A next-generation Scorpion helmet sight is integrated and new satellite communications equipment (based on the Syracuse IV network) has been installed. The F4 has a Prognosis and Diagnostic Aid System with predictive maintenance capabilities. Other maintenance optimization features are scheduled, notably with solutions based on Big Data and artificial intelligence. The Rafale F4.1 is also equipped with a new engine control unit.
New weapon options include the Mica NG air-to-air missile and up to three of the 1,000-kg (2,200-pound) AASM air-to-ground modular weapon. The latter, in its boosted AASM 1000 GS GPS/inertial guidance form, was qualified for use on Rafale last December. As well as employing traditional Mk 84 and BLU-109 warheads, the AASM 1000 GS guidance/propulsion kit is also applicable to the new BA-84 and P1000 warheads under development by French company Aresia.
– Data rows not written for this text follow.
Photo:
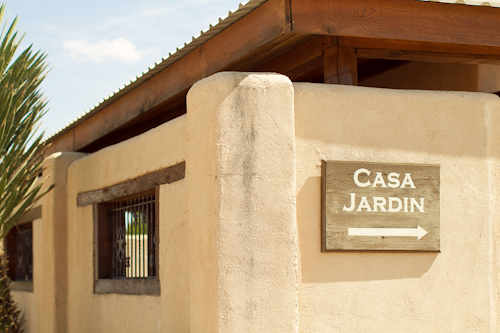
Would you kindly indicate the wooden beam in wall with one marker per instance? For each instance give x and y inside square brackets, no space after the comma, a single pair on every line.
[340,66]
[132,187]
[399,19]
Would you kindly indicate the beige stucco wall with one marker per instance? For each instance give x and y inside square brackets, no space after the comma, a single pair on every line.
[88,312]
[27,300]
[451,291]
[241,184]
[240,234]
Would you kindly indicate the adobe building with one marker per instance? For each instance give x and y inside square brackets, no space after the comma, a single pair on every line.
[302,166]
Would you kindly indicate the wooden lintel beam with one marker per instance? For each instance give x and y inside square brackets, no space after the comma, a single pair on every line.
[131,187]
[399,19]
[340,66]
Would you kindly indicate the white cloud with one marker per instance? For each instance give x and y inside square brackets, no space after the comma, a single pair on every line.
[105,50]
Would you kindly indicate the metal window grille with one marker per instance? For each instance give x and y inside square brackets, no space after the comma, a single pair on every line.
[134,238]
[19,247]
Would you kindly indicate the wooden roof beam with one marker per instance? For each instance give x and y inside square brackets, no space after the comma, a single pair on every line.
[258,28]
[408,20]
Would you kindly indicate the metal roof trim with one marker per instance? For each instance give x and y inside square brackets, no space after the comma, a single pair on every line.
[180,52]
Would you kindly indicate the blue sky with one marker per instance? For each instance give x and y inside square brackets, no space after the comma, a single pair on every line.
[94,47]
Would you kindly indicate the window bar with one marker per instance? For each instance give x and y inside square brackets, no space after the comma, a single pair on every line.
[143,220]
[139,217]
[153,235]
[135,240]
[146,257]
[123,219]
[123,261]
[113,228]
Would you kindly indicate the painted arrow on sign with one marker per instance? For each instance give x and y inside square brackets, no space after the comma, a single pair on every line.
[418,232]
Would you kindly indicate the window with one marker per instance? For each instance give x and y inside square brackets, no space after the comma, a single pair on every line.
[126,232]
[19,247]
[127,245]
Development of the F4 standard began in December 2018, and Dassault Aviation received a development contract from the then-Minister of Armed Forces Florence Parly on January 14, 2019. The DGA began flight tests of the F4 upgrade in April 2021, at a time when clearance of the full F4 standard was planned for 2024, with some functions becoming available in an initial standard in 2022. It has been estimated that all in-service French Rafales will be at the Rafale F4.2 standard by 2030.
A Rafale F5 standard is now being planned, for introduction in the 2035-2038 period. F5 is expected to further improve connectivity, and to have enhanced manned/unmanned teaming capabilities. The Rafale F5 will also be capable of carrying the new ASN4G hypersonic ramjet missile, which will ensure the continuity of the airborne component of the French nuclear deterrent, replacing the ASMP-A missile.
Deliveries of new-build Rafales to the AAE resumed in late December following a four-year hiatus caused by budgetary issues and the decision to allow Dassault to fulfil its export order commitments.